Bandai Namco’s patent on loading screen minigames expires this week

Despite how far game technology has come over the years, loading screens can still be found in plenty of titles, and while load times are generally faster these days, no one enjoys staring at a screen waiting to be told that they can continue playing.

Namco Ltd (now part of Bandai Namco Entertainment Inc) had actually come up with a solution to that problem in the 1990s by using fun little minimages to help pass the time during loading screens. If you are wondering why such a neat invention has not made its way into other games, it is because Bandai Namco has held a patent on it for the last 20 years, but that is about to change with the patent expiring on Friday.

The description of gaming in the patent itself, which was filed by game publisher Namco a decade before it merged with toy maker Bandai Co Ltd, shows how obviously dated the document is.
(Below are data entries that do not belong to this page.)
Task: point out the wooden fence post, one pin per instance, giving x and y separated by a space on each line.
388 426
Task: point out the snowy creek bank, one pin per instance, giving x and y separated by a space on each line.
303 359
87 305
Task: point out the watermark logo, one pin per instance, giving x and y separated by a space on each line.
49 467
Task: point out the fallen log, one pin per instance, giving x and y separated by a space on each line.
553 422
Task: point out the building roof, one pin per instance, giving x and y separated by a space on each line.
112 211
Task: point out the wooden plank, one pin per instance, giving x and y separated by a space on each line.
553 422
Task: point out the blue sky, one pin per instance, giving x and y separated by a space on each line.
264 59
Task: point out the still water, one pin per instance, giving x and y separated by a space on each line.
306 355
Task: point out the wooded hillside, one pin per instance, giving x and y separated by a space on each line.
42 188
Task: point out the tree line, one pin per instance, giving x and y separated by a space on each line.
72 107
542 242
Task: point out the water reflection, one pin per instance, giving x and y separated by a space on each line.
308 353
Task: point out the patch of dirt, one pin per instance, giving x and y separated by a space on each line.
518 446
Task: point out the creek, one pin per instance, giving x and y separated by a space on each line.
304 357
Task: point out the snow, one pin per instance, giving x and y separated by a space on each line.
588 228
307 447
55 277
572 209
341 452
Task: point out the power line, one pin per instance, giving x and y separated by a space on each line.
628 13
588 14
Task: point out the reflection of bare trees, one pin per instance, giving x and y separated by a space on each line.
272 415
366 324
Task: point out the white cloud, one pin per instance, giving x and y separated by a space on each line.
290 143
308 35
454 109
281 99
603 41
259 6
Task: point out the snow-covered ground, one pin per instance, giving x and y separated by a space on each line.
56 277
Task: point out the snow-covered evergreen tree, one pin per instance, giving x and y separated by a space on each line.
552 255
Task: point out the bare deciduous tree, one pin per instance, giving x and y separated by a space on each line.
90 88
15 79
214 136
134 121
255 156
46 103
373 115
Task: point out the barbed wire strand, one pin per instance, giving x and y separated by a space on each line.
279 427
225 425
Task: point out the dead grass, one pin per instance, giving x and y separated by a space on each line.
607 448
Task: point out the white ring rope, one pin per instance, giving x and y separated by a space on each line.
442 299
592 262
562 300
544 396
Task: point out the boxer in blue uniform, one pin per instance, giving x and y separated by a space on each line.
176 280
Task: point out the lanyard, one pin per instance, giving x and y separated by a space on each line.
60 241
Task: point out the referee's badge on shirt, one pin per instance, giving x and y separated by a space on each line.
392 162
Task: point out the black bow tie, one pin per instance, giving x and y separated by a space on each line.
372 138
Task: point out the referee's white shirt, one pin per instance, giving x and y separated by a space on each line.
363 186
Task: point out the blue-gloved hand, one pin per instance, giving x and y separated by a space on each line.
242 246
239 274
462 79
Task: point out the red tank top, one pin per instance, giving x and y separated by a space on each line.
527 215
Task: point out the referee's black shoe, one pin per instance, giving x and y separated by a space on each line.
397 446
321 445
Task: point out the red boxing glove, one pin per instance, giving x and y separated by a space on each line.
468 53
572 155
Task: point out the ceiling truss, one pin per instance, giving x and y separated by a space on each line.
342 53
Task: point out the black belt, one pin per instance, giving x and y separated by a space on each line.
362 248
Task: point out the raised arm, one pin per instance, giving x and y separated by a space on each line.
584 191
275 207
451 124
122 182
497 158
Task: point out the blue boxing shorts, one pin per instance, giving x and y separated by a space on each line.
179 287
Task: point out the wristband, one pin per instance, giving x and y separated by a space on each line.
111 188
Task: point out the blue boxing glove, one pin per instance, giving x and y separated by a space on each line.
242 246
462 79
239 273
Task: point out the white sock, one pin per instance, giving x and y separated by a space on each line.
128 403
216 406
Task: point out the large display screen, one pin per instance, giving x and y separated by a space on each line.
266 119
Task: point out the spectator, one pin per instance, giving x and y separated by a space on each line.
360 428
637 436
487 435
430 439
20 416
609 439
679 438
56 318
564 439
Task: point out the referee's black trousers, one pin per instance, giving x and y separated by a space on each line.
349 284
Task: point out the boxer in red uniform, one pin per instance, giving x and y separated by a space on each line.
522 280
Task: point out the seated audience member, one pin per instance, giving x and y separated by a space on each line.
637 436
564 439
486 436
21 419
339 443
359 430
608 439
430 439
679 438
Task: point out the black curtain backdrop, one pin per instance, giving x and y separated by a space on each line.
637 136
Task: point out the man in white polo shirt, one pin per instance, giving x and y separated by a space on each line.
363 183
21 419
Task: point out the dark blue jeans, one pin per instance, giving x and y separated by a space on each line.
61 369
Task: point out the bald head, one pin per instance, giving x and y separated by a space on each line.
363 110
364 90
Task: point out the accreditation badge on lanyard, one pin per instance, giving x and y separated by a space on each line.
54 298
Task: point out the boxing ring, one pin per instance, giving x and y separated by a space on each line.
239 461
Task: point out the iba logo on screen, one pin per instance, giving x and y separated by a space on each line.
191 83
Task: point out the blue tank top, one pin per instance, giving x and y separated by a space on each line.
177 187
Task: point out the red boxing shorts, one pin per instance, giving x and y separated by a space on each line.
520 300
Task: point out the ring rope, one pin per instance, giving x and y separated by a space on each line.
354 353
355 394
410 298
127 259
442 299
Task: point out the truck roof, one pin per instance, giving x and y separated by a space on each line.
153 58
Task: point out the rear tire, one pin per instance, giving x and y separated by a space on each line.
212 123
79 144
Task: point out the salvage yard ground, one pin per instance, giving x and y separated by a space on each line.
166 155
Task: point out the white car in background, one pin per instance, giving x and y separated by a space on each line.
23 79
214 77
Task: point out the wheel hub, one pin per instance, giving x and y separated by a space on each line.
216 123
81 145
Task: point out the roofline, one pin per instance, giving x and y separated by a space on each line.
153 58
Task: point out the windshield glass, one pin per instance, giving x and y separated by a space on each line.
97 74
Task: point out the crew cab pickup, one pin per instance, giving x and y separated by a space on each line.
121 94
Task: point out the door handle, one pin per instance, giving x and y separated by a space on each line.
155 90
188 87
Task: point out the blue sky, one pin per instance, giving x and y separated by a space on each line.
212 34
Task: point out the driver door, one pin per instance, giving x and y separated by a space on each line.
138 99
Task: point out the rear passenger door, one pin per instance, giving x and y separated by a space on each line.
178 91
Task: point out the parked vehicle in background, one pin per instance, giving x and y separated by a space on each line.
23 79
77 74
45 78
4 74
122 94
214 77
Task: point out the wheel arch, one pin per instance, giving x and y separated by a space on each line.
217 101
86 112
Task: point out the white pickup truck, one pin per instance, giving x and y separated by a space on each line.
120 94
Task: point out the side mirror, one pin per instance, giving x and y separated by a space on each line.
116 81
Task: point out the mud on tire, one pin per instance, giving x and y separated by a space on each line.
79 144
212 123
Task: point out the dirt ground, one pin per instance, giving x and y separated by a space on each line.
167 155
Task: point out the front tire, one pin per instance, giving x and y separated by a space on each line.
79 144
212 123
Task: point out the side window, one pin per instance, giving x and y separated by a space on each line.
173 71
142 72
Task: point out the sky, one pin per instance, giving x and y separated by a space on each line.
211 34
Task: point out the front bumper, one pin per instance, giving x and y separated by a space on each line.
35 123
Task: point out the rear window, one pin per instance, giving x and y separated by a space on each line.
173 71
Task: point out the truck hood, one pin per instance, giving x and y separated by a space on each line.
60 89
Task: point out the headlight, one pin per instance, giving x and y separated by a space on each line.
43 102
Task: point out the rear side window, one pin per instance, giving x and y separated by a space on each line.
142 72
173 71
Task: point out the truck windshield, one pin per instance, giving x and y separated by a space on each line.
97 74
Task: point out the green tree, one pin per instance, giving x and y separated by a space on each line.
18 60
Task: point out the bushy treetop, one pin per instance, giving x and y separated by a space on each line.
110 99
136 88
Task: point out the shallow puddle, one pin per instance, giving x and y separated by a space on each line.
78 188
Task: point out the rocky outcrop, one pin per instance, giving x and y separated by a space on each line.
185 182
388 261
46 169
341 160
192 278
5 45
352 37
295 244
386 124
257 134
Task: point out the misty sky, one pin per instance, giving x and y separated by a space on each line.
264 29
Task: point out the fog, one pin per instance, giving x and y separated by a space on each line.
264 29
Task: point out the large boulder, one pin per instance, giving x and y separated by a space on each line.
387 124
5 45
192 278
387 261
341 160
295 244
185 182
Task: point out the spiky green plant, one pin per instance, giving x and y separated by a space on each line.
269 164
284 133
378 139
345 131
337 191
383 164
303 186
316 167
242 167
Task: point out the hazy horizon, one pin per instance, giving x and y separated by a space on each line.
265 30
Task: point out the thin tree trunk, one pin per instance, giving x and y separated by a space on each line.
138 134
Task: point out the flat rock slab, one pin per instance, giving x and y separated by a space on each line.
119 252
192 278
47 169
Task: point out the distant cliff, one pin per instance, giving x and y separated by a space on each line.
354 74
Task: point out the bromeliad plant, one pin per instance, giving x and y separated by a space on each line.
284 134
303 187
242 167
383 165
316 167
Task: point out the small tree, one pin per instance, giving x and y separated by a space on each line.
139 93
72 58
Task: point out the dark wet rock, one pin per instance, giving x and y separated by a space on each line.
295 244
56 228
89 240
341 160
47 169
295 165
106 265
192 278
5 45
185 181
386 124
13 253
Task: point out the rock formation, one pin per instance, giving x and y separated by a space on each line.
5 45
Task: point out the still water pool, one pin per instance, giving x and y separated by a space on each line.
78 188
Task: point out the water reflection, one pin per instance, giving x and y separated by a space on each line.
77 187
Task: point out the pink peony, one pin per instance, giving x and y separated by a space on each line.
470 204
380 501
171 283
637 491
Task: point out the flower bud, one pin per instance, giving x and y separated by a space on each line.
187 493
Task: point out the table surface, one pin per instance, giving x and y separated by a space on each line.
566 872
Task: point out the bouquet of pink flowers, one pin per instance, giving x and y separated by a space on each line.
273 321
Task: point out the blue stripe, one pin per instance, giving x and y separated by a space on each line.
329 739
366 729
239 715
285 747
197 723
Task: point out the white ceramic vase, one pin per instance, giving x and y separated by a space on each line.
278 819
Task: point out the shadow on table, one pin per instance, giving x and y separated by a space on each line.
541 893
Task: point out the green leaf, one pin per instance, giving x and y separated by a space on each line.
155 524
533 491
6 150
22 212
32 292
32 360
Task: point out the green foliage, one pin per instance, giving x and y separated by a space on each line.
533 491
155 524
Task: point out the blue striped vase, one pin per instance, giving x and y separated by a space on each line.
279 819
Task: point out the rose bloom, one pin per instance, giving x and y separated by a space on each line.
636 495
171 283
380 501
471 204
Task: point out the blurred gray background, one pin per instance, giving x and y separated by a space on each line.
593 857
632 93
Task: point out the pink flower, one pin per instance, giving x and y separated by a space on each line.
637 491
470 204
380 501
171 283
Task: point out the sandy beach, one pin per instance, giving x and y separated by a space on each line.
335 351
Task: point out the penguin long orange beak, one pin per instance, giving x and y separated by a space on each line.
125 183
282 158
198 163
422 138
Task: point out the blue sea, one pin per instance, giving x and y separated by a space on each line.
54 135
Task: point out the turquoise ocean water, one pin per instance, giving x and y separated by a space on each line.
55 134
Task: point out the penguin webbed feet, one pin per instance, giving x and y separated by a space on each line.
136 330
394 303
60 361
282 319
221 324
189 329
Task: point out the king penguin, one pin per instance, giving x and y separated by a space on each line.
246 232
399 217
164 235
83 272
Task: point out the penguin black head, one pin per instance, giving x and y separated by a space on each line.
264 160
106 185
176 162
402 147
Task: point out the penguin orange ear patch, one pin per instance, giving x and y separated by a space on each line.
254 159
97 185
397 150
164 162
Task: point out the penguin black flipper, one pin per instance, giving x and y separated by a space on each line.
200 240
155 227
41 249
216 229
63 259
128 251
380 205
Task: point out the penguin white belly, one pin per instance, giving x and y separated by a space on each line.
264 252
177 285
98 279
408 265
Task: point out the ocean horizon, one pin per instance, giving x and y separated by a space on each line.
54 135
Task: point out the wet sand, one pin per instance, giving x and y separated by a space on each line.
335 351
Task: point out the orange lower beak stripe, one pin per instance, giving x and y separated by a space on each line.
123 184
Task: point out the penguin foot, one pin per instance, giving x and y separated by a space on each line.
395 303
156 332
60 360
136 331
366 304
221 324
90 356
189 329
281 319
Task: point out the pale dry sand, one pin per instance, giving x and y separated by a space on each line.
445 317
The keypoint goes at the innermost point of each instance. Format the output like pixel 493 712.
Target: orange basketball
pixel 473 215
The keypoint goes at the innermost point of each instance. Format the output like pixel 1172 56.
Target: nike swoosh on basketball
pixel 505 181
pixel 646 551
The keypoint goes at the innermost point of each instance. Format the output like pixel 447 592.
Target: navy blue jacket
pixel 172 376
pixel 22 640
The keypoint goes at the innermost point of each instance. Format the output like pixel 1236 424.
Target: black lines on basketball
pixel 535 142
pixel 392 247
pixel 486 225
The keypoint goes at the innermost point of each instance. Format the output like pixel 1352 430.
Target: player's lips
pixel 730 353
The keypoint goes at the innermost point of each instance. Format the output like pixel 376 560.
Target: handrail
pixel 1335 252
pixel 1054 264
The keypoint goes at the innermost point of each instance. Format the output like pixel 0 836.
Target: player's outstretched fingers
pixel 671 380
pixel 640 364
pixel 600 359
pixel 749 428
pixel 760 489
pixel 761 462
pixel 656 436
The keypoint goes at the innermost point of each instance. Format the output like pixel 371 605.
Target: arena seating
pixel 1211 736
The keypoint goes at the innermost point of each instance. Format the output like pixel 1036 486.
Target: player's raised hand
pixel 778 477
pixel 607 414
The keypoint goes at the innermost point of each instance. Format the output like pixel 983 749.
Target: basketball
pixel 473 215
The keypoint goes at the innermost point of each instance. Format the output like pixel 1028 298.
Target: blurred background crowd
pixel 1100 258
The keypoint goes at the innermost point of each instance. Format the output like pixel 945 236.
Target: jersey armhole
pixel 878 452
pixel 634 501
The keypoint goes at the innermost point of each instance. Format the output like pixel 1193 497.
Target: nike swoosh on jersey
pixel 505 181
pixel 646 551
“Recent advances in hardware technology have made it possible for games players to use domestic games machines to enjoy the same sort of three-dimensional, action-packed games as those provided in games centers,” the patent says. “A particular trend in recent years is the popularity of domestic games machines of a type in which an external recording medium such as a large-capacity compact disk read-only memory (CD-ROM) can be set in the main unit of the games machine, to make it easy to play exciting games.”

It sounds like how Dr Evil would describe videogames. You can practically hear the air quotes around “CD-ROM.”

Loading Screen Game Jam

With the explosion in independent game development over the last few years, many young developers have questioned whether patents should be allowed for basic game design principles, especially for a medium that depends on constant evolution for its survival.

In honor of the expiring patent, some game developers and hobbyists will be holding a Loading Screen Game Jam, which is themed around “creating interactive loading screens (or anything that infringes on the abstract) and defiling the patent that held back game design for so many years!”

The creators of the game jam gave a couple of alternate joke titles for the event, saying it could also be called “Game design shouldn’t be held back by patents jam” or “Seriously you shouldn’t be able to patent something that basic jam.”